L’Église catholique romaine ne condamne pas le tabagisme en soi, mais considère le tabagisme excessif comme un péché, comme décrit dans le Catéchisme (CCC 2290) :

La vertu de tempérance nous dispose à éviter toute sorte d’excès : l’abus de nourriture, d’alcool, de tabac ou de médicaments.

Les communiants des églises méthodistes s’abstiennent de boire de l’alcool et de faire usage du tabac, ce qui reflète leur soutien au mouvement de tempérance.

Bien qu’il n’y ait pas d’interdiction canonique officielle concernant l’usage du tabac, les plus traditionnelles parmi les églises orthodoxes orientales interdisent à leur clergé ou à leurs monastiques de fumer, et les laïcs sont fortement encouragés à abandonner cette habitude, s’ils y sont sujets. Celui qui fume est considéré comme polluant le « temple du Saint-Esprit » (c’est-à-dire le corps), qui a été sanctifié par la réception des mystères sacrés (sacrements). (L’idée que le corps est le « temple du Saint-Esprit » est également répandue dans les milieux protestants et est citée comme base pour s’opposer non seulement au tabagisme, mais aussi aux drogues récréatives, aux troubles de l’alimentation, à l’immoralité sexuelle et à d’autres vices qui peuvent être nuisibles au corps. La référence biblique est I Corinthiens 6:7-20). Dans les cultures orthodoxes, divers termes péjoratifs se sont développés pour décrire le tabagisme, comme « l’encens de Satan ». Le père Alexandre Lebedeff a décrit l’approche orthodoxe comme suit :

Vous demandez : « Y a-t-il des canons qui parlent des questions du… tabac ? ». Je vous demanderais, où sont les Canons qui interdisent l’usage de la marijuana ou de sniffer de la cocaïne ou de télécharger de la pornographie sur Internet ? De toute évidence, il n’y en a pas. Cela signifie-t-il que votre bon sens orthodoxe inné ne devrait pas suffire à vous guider pour reconnaître ce qui est sain et ce qui ne l’est pas ? Les Canons ne doivent pas être considérés comme un compendium de réponses à toutes les questions possibles. Dieu nous a donné un esprit et une conscience et nous devrions les utiliser pour déterminer ce qui est bien et ce qui est mal, que la question particulière du oui ait été abordée dans les canons ou non.
Fumer du tabac est une habitude dégoûtante, sale et addictive qui transforme la bouche du fumeur en cendrier. Elle empoisonne non seulement le corps du fumeur mais pollue l’air que les autres personnes autour du fumeur respirent. Elle est absolument incompatible avec la dignité de la prêtrise orthodoxe, du diaconat ou de l’état monastique, que les Canons en parlent spécifiquement ou non.

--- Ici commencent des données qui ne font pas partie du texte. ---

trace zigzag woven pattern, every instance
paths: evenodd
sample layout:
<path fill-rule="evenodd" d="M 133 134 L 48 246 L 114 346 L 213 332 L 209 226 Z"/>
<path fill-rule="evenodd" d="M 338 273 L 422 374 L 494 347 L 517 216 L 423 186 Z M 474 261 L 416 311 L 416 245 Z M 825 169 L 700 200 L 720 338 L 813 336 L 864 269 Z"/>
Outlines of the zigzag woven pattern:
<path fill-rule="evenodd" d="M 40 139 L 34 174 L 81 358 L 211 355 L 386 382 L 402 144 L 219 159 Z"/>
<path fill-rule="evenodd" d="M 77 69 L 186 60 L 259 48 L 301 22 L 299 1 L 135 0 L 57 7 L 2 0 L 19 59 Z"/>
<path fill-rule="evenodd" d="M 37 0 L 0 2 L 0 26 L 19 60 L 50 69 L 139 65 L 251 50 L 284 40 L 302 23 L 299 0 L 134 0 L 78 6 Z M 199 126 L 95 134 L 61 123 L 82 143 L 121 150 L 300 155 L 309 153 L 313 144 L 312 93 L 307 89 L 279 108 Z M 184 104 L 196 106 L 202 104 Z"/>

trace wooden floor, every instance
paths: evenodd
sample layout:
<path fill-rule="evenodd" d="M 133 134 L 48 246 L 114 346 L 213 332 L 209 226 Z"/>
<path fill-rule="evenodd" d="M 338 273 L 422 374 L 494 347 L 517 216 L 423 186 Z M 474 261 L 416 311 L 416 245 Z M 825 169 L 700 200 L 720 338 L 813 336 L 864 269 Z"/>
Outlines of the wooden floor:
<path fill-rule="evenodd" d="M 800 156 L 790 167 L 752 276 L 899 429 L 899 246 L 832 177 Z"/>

L’Église adventiste du septième jour exige également de ses membres qu’ils s’abstiennent de fumer. Elle a demandé aux gouvernements d’adopter des politiques comprenant « une interdiction uniforme de toute publicité pour le tabac, des lois plus strictes interdisant de fumer dans les lieux publics non résidentiels, une éducation publique plus agressive et systématique, et des taxes sensiblement plus élevées sur les cigarettes. »

Les Témoins de Jéhovah n’autorisent aucun membre actif à fumer depuis 1973, et leur littérature met en garde contre les dangers physiques et spirituels du tabagisme.

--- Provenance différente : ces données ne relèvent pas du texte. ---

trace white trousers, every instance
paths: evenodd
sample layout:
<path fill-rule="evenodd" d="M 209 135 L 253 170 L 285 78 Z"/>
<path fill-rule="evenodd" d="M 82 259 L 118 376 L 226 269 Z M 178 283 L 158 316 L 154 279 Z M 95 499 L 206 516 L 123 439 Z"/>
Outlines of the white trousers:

Le fondateur du mouvement des Saints des Derniers Jours, Joseph Smith, a enregistré que le 27 février 1833, il a reçu une révélation qui traitait du tabagisme. Elle est communément appelée la Parole de Sagesse, se trouve dans la section 89 des Doctrine et Alliances, et interdit de fumer ou de mâcher du tabac. (Section 89) Bien qu’initialement considérée comme une directive, elle a finalement été acceptée comme un commandement par l’Église de Jésus-Christ des saints des derniers jours. La Parole de Sagesse est également pratiquée à divers degrés par d’autres dénominations des Saints des Derniers Jours.Fumer est déconseillé et empêche le baptême ou la fréquentation du temple.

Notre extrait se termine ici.